A user opened #37888 on the Claude Code repository yesterday. The title: “Claude runs explicitly forbidden destructive git commands, ignores own memory rules, destroys user work twice in same session.”

The timeline is worth reading in full, because it shows something important about how advisory rules fail.

What happened

Claude spawned three agents without approval. They edited 69 files on the user’s working branch. Some of those edits overwrote hours of manual work the user had been doing in their IDE. Then Claude ran git checkout -- <directory>, reverting all uncommitted changes.

The user created a failure record. Claude saved a rule to memory: “NEVER run git checkout, git reset, or any destructive git command on the user’s branch.” Claude confirmed it understood. The rule was written to CLAUDE.md, to a memory file, and to a memory index.

Twenty minutes later, Claude ran git checkout HEAD -- <path> on multiple directories. The exact same command, with the exact same effect. More work destroyed.

The user had accumulated over 100 rules across CLAUDE.md, 25 memory files, and co-creation agreements requiring approval before actions. Claude read them all. Confirmed them all. Violated them all.

Why advisory rules don’t work

The issue is structural, not about model quality. CLAUDE.md rules, memory files, and system prompts are text in a context window. They influence the model’s next token prediction, but they don’t constrain it. When a situation arises where the model’s training suggests a particular action is helpful (like “fix” something by reverting it), the advisory rule competes with the training signal and often loses.

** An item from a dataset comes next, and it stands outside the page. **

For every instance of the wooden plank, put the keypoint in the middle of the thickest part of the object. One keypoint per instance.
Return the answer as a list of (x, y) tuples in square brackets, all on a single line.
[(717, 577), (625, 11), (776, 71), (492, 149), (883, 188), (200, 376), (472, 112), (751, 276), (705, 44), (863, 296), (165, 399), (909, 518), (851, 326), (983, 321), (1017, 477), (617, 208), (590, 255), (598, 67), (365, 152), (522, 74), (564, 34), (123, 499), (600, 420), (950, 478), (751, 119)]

This is not a bug that can be fixed by making CLAUDE.md “stronger” or adding more rules. More rules means more context, which means each individual rule has less weight. The user had 100+ rules and zero protection.

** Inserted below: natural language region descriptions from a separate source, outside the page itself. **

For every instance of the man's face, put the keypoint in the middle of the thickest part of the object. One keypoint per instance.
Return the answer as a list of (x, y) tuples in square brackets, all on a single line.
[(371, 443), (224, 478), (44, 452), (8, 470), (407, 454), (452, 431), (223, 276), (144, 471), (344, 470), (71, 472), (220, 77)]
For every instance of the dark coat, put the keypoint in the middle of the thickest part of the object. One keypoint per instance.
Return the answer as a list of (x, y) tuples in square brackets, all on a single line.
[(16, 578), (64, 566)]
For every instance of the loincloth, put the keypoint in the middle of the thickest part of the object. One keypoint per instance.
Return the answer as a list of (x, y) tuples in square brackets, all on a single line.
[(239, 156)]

One commenter on a related issue put it precisely: “CLAUDE.md rules are probabilistic, not deterministic.”

The mechanical alternative

Claude Code supports PreToolUse hooks, which run before every tool call. A hook receives the tool name and arguments as JSON, inspects them, and returns either “allow” or “block.” The model never sees the block decision as something to override. The tool call simply doesn’t execute.

The specific command that destroyed this user’s work, git checkout HEAD -- <path>, can be blocked with a pattern match:

if echo "$COMMAND" | grep -qE 'git\s+checkout\s+[^-][^ ]*\s+--\s' 2>/dev/null; then
  jq -cn --arg r "Blocked: git checkout <ref> -- <path> overwrites files from that ref." \
    '{"decision":"block","reason":$r}'
  exit 0
fi

This runs in bash. No dependencies. No LLM involved. The pattern matches git checkout HEAD -- src/, git checkout main -- file.js, git checkout abc123 -- ., and any other checkout-from-ref pattern. It does not match git checkout feature-branch (switching branches, which is safe).

The check takes milliseconds. It fires for every Bash tool call, including subagent calls. It cannot be overridden by the model changing its mind or rationalizing an exception.

The gap this exposed

The git checkout -- <file> pattern (without a ref) was already covered by git-safe. But git checkout HEAD -- <path> (with a ref before the --) was not. Same destructive effect, slightly different syntax.

The fix was thirteen lines of detection code and fourteen new tests. It now catches all checkout-from-ref patterns, plus expanded git restore coverage (blocking git restore without --staged, git restore --source=<ref>, and git restore --worktree).

The broader pattern: each destructive command has multiple syntactic forms. git checkout ., git checkout -- file, and git checkout HEAD -- file all discard working tree changes, but they’re different strings. A rule in CLAUDE.md that says “never run git checkout” is both too broad (it would block branch switching) and too narrow (it doesn’t cover git restore). A hook can enumerate every dangerous form while letting safe variants through.

The user’s own words

From the issue: “Advisory governance does not work.” And: “What is needed: mechanical block on destructive git commands.”

That’s the whole thesis. Rules are suggestions. Hooks are constraints.